Moved from Talk:Archive.is

@93.185.30.56: I see that you're from Russia, where archive.is is blocked in HTTPS. However, the situation varies. China for example block HTTP but not HTTPS. archive.is is HTTPS now by default. There's no policy on how to link to archive.is. And seeing how most of the world can access it through HTTPS, then linking to it in the encrypted form is better than exposing traffic to an unsecure link. Users in countries where one form or the other is blocked should make the extra effort to modify the link (HTTP/HTTPS) when trying to access it. —Hexafluoride Ping me if you need help, or post on my talk 13:33, 14 July 2016 (UTC)[reply]

Also note that Wikipedia itself is only available in HTTPS, so the point is pretty much moot (as in irrelevant). nyuszika7h (talk) 13:49, 14 July 2016 (UTC)[reply]
Hexafluoride, also note that pinging IPs does not work, try leaving a talkback on their talk page instead if you want to get their attention. nyuszika7h (talk) 13:50, 14 July 2016 (UTC)[reply]
@Nyuszika7H: I've mistakenly put this in the archive.is talk, instead of Wikipedia:Using archive.is. I'm moving it there. I've also Tb'ed the IP user. —Hexafluoride Ping me if you need help, or post on my talk 14:00, 14 July 2016 (UTC)[reply]

There was an RfC that decided to use use https for archive.org .. I don't see why archive.is would be any different result if there was another RfC. The argument that certain countries block https, would that be solvable with Wikipedia:Protocol-relative URL? — Preceding unsigned comment added by Green Cardamom (talkcontribs) 15:13, 14 July 2016 (UTC)[reply]
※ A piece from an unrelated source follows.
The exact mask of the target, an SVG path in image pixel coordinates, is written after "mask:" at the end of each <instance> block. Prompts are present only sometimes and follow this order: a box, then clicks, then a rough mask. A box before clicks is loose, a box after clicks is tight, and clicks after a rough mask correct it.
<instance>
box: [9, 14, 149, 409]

@Green Cardamom: As I said, Wikipedia itself is only available over HTTPS, so it's pointless. nyuszika7h (talk) 15:17, 14 July 2016 (UTC)[reply]
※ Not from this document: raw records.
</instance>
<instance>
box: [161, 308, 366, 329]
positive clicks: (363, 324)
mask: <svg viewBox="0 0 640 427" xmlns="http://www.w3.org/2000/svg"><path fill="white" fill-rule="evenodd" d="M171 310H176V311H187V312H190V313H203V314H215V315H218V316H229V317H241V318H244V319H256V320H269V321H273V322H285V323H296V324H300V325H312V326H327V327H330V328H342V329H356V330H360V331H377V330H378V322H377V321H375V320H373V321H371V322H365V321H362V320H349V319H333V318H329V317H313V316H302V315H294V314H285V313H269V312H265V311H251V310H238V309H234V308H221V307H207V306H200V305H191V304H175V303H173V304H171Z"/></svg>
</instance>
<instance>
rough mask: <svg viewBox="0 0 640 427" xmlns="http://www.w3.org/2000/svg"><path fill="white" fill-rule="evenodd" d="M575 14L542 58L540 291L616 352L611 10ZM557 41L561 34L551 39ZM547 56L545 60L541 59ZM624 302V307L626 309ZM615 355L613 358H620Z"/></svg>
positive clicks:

you have misinterpret the point. The countries do not block the https as whole, they block particular domains. https://archive.is is blocked in Russia, but https://archive.li is not. As for China, another way of blocking there (https is available and http is blocked) is not relevant here because Wikipedia is blocked in China, so it is pointless to optimize the Wikipedia pages targeting China. https://archive.is is the only protocol-domain combination (among 10: {http:archive.is, http:archive.today, http:archive.li, http:archive.ec, http:archive.fo, https:archive.is, https:archive.today, https:archive.li, https:archive.ec, https:archive.fo}) with geo-problems. Clicking such links from Russia (where Wikipedia is not yet blocked) lead to a network error, not even to a message "the page is blocked", thus the https://archive.is links look like dead links. If you insist on using https, consider linking to another domain (archive.li, .today, .fo or .ec - they all do work with https well) 93.185.28.66 (talk) 15:29, 14 July 2016 (UTC)[reply]
If they block archive.is, I don't think it's worth playing whack-a-mole with them, they will eventually block other domains if they get widespread use anyway. nyuszika7h (talk) 15:32, 14 July 2016 (UTC)[reply]
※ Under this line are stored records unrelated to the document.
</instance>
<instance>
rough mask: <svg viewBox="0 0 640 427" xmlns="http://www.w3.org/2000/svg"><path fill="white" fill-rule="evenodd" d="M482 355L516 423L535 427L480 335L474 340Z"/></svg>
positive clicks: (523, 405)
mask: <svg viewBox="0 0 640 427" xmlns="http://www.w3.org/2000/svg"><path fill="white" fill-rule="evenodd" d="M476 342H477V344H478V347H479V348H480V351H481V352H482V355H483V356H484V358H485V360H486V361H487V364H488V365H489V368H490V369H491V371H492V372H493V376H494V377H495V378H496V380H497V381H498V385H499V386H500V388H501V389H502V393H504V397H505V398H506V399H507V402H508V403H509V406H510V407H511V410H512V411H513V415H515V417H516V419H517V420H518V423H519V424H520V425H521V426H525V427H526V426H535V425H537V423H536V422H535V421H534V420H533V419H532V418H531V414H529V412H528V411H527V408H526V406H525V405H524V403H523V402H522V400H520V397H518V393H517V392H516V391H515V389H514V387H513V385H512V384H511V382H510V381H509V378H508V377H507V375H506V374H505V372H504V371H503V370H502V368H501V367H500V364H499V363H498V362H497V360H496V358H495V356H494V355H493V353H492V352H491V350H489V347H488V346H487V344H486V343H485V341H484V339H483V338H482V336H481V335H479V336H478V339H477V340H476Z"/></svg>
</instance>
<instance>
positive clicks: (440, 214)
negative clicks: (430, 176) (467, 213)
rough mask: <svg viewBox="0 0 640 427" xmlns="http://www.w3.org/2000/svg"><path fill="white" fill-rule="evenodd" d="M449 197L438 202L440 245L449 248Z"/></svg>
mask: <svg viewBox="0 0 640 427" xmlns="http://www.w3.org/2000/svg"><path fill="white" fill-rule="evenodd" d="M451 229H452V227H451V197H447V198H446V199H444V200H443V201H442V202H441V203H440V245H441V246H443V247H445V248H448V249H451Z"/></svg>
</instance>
The problem is different (you may read in Russian Wikipedia about it). "They" do not "want" to block archive.is. They need to censor few pages which are illegal in Russia. With http - because it is not encrypted - only those pages are blocked and replaced with the message explaining why it is blocked. With https - because it is encrypted - it is not possible to block a particular page, only whole domain. So, using another domain can be considered a whack-a-mole while using http is a fair play with the big brother: he sees your unencrypted traffic and tries to be the least disturbing as possible.93.185.28.66 (talk) 15:38, 14 July 2016 (UTC)[reply]
* BTW, https://archive.today redirects to http://archive.is in Russia and to https://archive.is outside and serves no content, only redirect so it has the smallest chance to be blocked. It can be a good compromise as default form of linking to archive.is from Wikipedia. 93.185.28.66 (talk) 16:00, 14 July 2016 (UTC)[reply]